The Panel noted the documents provided by Novartis regarding the arrangements as set out below.

The Panel noted Novartis’ acknowledgement that the email could have been worded differently but, in this instance, ‘product/therapy priorities’ did not equate to promotional priorities or objectives. According to Novartis, the product/therapy priorities in these joint-working projects would have included creating awareness of NICE guidelines and identifying patients not treated to such guidelines to allow NHS staff to review their care.

Whilst the Panel had concerns including about how the email portrayed the named third party therapy services and its effects on its pharmacists and other staff, it nonetheless noted that the complainant bore the burden of proof. On the balance of probabilities, it was not unreasonable that some, if not all, of the named third party service provider pharmacists would associate the Novartis therapy review with Novartis products particularly based on the email at issue. However, taking all the circumstances into account, including the Panel’s view that the Novartis written arrangements for the service did not appear to amount to a switch to Novartis’ medicine, the Panel did not consider that the complainant had established, on the balance of probabilities, that the email demonstrated that the arrangements for the heart failure therapy review supported by Novartis were such that they failed to meet the requirements of the Code. Nor had the complainants provided evidence that the therapy review constituted disguised promotion. The Panel therefore ruled no breach of the Code.

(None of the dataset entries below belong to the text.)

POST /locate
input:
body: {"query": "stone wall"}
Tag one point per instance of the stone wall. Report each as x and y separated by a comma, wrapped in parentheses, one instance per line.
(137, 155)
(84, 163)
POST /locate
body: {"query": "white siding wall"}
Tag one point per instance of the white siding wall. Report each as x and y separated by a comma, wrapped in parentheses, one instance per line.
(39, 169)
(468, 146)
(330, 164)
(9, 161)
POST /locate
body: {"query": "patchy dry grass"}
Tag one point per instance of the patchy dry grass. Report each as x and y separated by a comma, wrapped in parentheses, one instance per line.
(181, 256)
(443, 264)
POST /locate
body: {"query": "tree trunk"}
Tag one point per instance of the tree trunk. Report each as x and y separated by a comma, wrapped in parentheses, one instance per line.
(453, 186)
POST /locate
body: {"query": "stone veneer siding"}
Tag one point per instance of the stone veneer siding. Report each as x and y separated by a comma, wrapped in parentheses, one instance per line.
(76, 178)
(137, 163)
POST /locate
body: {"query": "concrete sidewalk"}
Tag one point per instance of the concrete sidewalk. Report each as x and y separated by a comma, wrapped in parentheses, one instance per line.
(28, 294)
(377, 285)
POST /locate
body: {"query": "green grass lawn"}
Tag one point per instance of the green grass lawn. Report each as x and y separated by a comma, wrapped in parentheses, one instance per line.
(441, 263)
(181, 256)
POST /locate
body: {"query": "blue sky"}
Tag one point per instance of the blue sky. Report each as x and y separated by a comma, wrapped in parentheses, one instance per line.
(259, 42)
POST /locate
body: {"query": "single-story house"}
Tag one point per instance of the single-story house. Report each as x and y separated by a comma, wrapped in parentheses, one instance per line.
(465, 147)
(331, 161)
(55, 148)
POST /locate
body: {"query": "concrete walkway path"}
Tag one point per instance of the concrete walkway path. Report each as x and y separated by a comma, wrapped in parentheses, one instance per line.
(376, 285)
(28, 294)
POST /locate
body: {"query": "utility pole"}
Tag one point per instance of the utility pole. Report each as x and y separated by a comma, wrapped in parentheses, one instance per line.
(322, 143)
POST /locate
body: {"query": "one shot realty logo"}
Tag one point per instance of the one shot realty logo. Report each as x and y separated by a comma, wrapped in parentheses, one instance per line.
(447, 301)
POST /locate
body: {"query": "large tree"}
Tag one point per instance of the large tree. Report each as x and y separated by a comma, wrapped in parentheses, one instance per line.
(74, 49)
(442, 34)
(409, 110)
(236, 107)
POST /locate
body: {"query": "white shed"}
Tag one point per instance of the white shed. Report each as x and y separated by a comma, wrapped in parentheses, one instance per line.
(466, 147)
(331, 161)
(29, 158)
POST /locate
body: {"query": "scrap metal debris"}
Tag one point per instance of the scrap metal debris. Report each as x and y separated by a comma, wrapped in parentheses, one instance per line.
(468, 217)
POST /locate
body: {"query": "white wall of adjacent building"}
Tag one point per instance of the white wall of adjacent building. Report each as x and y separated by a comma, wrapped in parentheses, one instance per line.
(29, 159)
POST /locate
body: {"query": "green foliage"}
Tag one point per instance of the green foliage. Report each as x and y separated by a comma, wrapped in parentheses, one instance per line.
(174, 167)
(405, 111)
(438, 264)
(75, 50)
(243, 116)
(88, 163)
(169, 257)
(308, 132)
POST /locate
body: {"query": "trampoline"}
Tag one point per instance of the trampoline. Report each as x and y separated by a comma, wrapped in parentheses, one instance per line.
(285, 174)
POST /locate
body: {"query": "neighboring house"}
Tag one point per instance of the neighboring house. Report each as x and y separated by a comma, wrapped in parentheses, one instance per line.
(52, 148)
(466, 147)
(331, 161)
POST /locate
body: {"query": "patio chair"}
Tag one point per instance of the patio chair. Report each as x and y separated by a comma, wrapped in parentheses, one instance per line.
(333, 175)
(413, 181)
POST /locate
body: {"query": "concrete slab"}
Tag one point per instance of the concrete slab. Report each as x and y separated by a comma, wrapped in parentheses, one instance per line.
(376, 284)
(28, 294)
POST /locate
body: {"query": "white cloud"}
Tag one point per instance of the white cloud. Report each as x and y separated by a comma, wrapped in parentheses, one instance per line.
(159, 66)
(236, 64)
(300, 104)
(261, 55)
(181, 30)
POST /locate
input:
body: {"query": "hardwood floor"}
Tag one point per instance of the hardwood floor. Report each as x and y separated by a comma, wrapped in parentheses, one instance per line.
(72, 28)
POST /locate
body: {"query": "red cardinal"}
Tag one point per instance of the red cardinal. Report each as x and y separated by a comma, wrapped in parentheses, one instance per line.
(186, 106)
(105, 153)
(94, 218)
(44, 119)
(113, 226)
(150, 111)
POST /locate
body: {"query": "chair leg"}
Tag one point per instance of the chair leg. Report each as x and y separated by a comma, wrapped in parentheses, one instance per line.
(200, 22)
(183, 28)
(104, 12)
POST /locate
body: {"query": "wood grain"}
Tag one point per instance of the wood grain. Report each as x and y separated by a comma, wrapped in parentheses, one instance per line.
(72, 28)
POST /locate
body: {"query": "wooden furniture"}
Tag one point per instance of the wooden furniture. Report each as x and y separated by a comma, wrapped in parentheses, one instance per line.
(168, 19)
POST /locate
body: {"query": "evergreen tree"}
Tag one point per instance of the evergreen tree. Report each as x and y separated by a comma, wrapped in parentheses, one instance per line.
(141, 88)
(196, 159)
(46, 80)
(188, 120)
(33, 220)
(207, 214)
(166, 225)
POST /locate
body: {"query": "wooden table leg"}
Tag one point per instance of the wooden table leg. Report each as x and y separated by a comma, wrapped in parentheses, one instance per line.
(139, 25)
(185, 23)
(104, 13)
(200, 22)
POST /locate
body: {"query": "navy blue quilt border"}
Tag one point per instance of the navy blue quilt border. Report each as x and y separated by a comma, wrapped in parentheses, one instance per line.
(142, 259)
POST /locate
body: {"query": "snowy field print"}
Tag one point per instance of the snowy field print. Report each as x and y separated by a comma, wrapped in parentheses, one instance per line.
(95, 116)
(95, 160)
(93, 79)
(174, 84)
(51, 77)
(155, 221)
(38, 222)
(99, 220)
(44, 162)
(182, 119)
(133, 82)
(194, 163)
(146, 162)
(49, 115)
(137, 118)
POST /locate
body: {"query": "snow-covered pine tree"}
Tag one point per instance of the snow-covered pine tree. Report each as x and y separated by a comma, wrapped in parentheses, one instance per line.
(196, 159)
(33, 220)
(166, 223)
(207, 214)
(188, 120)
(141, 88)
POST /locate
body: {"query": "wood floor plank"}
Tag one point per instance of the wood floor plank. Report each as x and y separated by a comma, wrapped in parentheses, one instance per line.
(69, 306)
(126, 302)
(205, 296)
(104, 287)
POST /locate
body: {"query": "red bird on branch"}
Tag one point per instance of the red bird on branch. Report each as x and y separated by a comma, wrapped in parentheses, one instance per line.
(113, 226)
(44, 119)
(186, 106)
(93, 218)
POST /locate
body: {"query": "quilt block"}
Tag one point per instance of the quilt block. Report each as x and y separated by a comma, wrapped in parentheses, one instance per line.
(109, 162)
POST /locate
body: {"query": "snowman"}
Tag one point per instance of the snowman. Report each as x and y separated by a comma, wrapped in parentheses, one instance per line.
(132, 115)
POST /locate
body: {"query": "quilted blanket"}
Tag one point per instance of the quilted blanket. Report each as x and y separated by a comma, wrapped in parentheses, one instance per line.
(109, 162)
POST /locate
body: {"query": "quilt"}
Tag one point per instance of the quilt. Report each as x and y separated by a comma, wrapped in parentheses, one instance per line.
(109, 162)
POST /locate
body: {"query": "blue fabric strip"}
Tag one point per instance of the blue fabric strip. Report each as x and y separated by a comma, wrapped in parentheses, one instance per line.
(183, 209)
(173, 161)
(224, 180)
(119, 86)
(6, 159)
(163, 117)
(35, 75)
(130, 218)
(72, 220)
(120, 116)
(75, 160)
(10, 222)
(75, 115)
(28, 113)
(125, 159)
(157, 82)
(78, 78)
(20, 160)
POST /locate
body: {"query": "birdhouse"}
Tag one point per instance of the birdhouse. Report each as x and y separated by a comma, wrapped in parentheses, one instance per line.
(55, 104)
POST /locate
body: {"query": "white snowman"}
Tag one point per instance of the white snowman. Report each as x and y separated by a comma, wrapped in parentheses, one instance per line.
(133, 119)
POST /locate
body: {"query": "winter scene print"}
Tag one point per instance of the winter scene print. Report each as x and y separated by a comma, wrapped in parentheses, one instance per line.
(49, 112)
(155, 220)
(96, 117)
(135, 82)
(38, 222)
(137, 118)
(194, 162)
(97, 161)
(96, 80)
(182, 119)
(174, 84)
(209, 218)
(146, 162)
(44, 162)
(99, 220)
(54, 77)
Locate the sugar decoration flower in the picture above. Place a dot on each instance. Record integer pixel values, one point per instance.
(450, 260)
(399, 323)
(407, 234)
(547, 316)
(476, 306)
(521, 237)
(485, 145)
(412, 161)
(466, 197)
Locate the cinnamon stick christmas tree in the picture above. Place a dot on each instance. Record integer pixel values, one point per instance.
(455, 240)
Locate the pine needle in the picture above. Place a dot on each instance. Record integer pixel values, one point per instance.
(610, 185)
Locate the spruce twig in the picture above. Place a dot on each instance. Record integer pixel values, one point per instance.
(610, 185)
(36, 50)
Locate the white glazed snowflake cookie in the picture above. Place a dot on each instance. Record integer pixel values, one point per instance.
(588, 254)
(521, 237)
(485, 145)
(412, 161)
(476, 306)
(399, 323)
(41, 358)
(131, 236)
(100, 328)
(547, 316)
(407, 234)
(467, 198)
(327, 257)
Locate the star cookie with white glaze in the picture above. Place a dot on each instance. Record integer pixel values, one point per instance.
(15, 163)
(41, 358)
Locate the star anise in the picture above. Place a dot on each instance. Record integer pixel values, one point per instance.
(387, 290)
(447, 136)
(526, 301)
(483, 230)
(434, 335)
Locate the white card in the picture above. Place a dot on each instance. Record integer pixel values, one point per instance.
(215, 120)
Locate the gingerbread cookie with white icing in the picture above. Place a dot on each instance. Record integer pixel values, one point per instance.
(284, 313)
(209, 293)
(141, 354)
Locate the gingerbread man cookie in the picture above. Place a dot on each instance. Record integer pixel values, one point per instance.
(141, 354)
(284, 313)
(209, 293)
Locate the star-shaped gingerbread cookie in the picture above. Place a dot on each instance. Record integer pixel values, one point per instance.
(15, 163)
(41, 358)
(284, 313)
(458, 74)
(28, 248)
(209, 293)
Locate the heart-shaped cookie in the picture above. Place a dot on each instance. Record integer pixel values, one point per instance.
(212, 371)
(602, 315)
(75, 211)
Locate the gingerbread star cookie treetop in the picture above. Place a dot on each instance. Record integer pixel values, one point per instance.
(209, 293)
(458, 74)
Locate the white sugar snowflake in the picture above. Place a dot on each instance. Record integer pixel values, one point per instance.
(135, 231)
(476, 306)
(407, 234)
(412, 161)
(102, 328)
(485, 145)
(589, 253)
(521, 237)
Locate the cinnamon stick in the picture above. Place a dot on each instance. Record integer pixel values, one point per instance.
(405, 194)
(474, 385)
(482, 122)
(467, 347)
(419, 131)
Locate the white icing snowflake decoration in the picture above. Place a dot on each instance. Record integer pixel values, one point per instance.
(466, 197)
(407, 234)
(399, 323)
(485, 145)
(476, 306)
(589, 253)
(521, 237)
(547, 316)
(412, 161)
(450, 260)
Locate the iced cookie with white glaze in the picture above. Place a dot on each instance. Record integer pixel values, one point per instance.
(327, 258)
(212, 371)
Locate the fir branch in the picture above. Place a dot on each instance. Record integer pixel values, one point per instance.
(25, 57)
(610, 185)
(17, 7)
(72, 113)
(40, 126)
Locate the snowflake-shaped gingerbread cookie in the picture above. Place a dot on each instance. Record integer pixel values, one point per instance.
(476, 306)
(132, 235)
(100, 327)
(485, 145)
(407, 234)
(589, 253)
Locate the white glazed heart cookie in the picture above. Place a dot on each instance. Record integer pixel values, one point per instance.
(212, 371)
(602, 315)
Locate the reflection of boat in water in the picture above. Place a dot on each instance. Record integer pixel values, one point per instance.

In the Panel’s view, Novartis had been let down by its third party. The Panel had serious concerns about the impression given by the entire email. However, it did not consider that in the particular circumstances of this case the complainants had provided evidence to show that Novartis had failed to maintain high standards and no breach of the Code was ruled. This ruling was upheld following an appeal from the complainant.

Given its rulings of no breach of the Code the Panel consequently ruled that there was no breach of Clause 2.